Les développeurs de Sifu ont décidé d’intégrer un mode facile. Et c’est une excellente nouvelle pour celles et ceux qui trouvaient le jeu trop difficile d’accès.

La première fois que j’ai joué à Sifu, j’ai eu l’impression de me prendre un véritable mur. Bien qu’habitué aux jeux exigeants (Elden Ring, les Dark Souls, Cuphead et, même, Ninja Gaiden), je ne suis pas parvenu à aller au-delà du deuxième chapitre de ce jeu vidéo de kung fu développé par Sloclap. J’avais fini par en conclure que le gameplay, qui rappelle la technicité des jeux de combat avec une place très importante laissée au sens du timing, n’était tout simplement pas fait pour moi.

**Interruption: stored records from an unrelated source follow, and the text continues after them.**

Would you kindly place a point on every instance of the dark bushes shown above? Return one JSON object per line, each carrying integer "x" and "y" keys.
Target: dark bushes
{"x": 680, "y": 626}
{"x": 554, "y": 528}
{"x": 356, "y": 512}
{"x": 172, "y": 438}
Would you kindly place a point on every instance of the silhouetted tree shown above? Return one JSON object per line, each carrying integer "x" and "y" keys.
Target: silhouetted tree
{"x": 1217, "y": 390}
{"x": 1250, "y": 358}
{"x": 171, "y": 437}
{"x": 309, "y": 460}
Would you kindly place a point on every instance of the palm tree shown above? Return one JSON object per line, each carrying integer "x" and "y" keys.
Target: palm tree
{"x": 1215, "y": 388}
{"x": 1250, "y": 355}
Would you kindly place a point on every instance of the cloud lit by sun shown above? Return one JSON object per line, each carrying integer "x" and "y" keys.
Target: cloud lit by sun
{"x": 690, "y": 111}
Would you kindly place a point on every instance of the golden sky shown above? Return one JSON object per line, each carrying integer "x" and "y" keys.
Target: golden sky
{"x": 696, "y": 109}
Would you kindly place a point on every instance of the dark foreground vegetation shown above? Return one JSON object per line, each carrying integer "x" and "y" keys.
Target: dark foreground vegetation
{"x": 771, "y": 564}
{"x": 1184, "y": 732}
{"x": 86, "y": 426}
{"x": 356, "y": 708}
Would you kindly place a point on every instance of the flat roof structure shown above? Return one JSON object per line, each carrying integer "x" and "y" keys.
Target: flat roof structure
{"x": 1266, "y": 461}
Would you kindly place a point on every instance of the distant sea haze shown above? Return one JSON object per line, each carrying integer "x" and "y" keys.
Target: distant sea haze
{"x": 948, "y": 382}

Et puis le studio a annoncé la mise en chantier d’un mode facile, une initiative qu’il m’est arrivé de déplorer dans d’autres cas (à l’image de Returnal) — bien davantage par fierté mal placée. Le 3 mai 2022, Sifu a donc accueilli une mise à jour qui a ajouté trois options de difficulté: Élève, Disciple et Maître. L’intermédiaire correspond à l’expérience de base, tandis que Maître offre un défi très corsé aux plus doués. J’ai illico relancé l’aventure dans la peau d’un Élève, ce qui me permet d’apprécier beaucoup plus Sifu.

Sifu
Une scène dans Sifu. // Source : Sloclap

Le mode facile de Sifu est un juste challenge

« Niveau de difficulté moins élevé destiné aux joueurs qui souhaite une expérience plus clémente, mais tout de même corsée », peut-on lire en description, avant de lancer la partie. Autant dire que Sloclap ne souhaite pas trahir Sifu non plus. le mode Élève est certes plus accessible, mais conserve toutes les facettes du gameplay qui en font un titre demandant du doigté. Car si les ennemis sont moins agressifs, il est nécessaire d’apprendre à parer les coups au moment opportun pour ne pas enchaîner les game over. C’est encore plus vrai face aux boss, qui disposent chacun de deux phases à terminer. Bref, il faut rester vigilant et, au fond, Sifu ne sera jamais une promenade de santé.

L’autre point qui me posait souci au lancement de Sifu était la mécanique de vieillesse. Quand la barre de vie est réduite à néant sous le poids des coups adverses, on a la possibilité de se relever en acceptant de prendre de l’âge. Normalement, la vieillesse est indexée sur le nombre de morts accumulées. On gagne un an au premier trépas, puis deux, puis trois… jusqu’à vite devenir un vieillard et ne plus pouvoir continuer. En Élève, le caractère exponentiel disparaît : quand on meurt, on ne vieillit que d’un an à la fois. Ce changement rend un enchaînement de défaites beaucoup moins punitif.

Manette en mains, ce Sifu plus facile se révèle bien plus reposant, et il faut applaudir Sloclap de tendre la main à celles et ceux qui, comme moi, sont tombés sur un os et aimeraient pouvoir découvrir les autres qualités de Sifu (gameplay ciselé, ambiance globalement réussie). Cela donnera peut-être des idées à d’autres studios, parfois pointés du doigt pour leur propension à imaginer des jeux trop ardus pour le grand public. Surtout que dans le cas de Sifu, le challenge reste présent. Il est simplement un peu plus juste et moins décourageant.